I’ve been struggling with the thought that I’m not as sexual as I’m “supposed to be.”
First off, I know that the whole “supposed to be” concept is pretty bullshit in its own right. If you know me at all, you’ll know that I’m a big advocate of doing whatever you want regardless of what everyone else thinks. But that doesn’t mean I’m immune to the influence and pressures of society.
I can easily go months without sex. I don’t like saying that because I know I’ll get comments like “what’s the matter?” or “I can’t believe it!”, which are super annoying and make me feel like I’m doing something wrong. I used to say I have a high libido and I don’t even know if that’s true anymore. I don’t know if I’m qualified to say I have a high sex drive if there are periods in my life where I’m nearly abstinent.
Of course, I’m talking about sex with other people. I masturbate a lot, pretty much daily. I watch porn. I read and watch a lot of material about sex. I do my photoshoots which are often erotic. I take lots of pictures and make videos. I enjoy doing these things and I feel like they are great forms of sexual expression.
But there’s this nagging feeling that doing those things isn’t “enough.”
It’s especially hard when so much of my social sphere is dominated by kinksters and poly-enthusiasts and just generally sexually-liberated people. Everyone is so open about sharing their sex lives, which is awesome, but it means that I’m constantly bombarded with stories and photos of them fucking while I’m alone in my apartment doing yoga and watching YouTube. I realize that social media is a horribly inaccurate representation of real life; I know that what I’m seeing is only a glimpse into people’s lives and I know that they aren’t constantly in sexual situations. I know these things to be true and yet I still feel like I’m somehow inadequate because I’m choosing not to participate in similar activities.

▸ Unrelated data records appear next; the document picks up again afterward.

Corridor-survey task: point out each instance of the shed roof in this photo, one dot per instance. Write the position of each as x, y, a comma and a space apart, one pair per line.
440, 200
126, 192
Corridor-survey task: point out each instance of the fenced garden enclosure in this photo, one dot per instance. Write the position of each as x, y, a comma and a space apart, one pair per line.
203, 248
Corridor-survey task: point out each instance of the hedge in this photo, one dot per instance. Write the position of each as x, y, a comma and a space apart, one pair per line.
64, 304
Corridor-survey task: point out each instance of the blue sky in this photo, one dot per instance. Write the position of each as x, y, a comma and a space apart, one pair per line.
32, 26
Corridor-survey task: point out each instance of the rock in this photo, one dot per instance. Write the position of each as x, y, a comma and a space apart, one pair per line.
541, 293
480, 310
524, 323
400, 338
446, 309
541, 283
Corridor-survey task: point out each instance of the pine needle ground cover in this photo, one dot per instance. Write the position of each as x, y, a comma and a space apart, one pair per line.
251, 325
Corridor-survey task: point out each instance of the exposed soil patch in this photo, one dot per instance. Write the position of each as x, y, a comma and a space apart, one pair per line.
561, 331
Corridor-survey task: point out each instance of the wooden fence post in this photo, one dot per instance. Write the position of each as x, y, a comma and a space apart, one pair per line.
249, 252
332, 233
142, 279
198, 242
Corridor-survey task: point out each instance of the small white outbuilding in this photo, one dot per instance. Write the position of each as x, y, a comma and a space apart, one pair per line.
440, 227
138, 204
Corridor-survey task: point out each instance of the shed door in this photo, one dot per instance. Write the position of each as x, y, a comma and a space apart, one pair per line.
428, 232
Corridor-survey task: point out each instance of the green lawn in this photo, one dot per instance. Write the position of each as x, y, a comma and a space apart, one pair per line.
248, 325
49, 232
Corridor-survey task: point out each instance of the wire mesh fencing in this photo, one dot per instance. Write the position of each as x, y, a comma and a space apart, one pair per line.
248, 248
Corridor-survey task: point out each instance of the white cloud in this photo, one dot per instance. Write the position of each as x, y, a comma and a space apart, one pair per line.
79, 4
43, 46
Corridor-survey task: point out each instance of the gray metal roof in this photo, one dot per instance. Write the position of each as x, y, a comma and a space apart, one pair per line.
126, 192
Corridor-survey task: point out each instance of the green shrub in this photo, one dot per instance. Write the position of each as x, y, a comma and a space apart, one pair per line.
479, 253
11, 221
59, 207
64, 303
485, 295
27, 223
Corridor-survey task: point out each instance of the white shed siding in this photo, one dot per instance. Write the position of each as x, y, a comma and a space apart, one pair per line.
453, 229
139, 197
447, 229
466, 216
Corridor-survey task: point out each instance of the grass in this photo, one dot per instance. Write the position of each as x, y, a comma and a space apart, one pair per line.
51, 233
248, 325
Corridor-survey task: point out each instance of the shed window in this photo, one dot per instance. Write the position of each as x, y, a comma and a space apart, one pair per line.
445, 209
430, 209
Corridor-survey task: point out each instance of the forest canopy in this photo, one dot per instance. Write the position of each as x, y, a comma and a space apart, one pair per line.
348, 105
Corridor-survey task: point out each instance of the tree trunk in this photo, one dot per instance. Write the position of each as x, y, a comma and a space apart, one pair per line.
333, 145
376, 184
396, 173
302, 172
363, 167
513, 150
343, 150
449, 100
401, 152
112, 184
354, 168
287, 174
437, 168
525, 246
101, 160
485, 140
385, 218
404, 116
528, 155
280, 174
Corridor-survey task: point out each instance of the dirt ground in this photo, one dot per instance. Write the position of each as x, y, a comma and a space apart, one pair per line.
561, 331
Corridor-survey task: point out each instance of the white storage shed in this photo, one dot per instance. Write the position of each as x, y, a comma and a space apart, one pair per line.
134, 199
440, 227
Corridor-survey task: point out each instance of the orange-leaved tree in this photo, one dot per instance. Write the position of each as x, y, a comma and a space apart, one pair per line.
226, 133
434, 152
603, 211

Plus there’s added pressure that I’ve put on myself. I had set out a few years ago to explore with more sexual partners. I tried it for a while and I realized that it wasn’t as satisfying as I wanted it to be. Most of the time I have the emotional maturity and cognitive strength to say, “I tried that and it just didn’t work out”, but there’s part of me that categorizes it as a failure. That’s why I still occasionally hook up with people. It’s like I can’t let go of that stage of my life. I keep trying every now and again, hoping that I’ll have some amazing experience that will offset all the time that I feel like I wasted.
I think what it comes down to is that I really like sex, I just don’t like people very much. I need this weird quasi-spiritual connection to someone to be remotely sexually interested in them. Finding that is incredibly rare. I actually feel very fortunate that there are a handful of people who I have this connection with.
Thing is, I don’t get to see these people very often. That is the reality of my life and theirs; I’m not sad about it, that’s just how it is. I can be pretty insatiable when they’re around, but when they’re not, I simply have little to no motivation to seek sexual stimulation from anyone else.
But then I feel like that lack of motivation makes me unattractive. I feel like I’m less sexually desirable because seeking other sexual partners isn’t high on my priority list. I feel like so many people see sex as the best thing ever and the fact that I don’t agree with that and that I’m not constantly wanting sex is blasphemy. I’m here seeking things I think are important, like, I don’t know, enlightenment and shit. But there always has to be some asshole around, ruining my parade by saying something like, “but don’t you like being fucked?”
I try not to listen to said assholes, yet I wonder if they have a point. Most of the time I know exactly what I want and what I don’t want, but comments like that make me wonder if I’m missing something.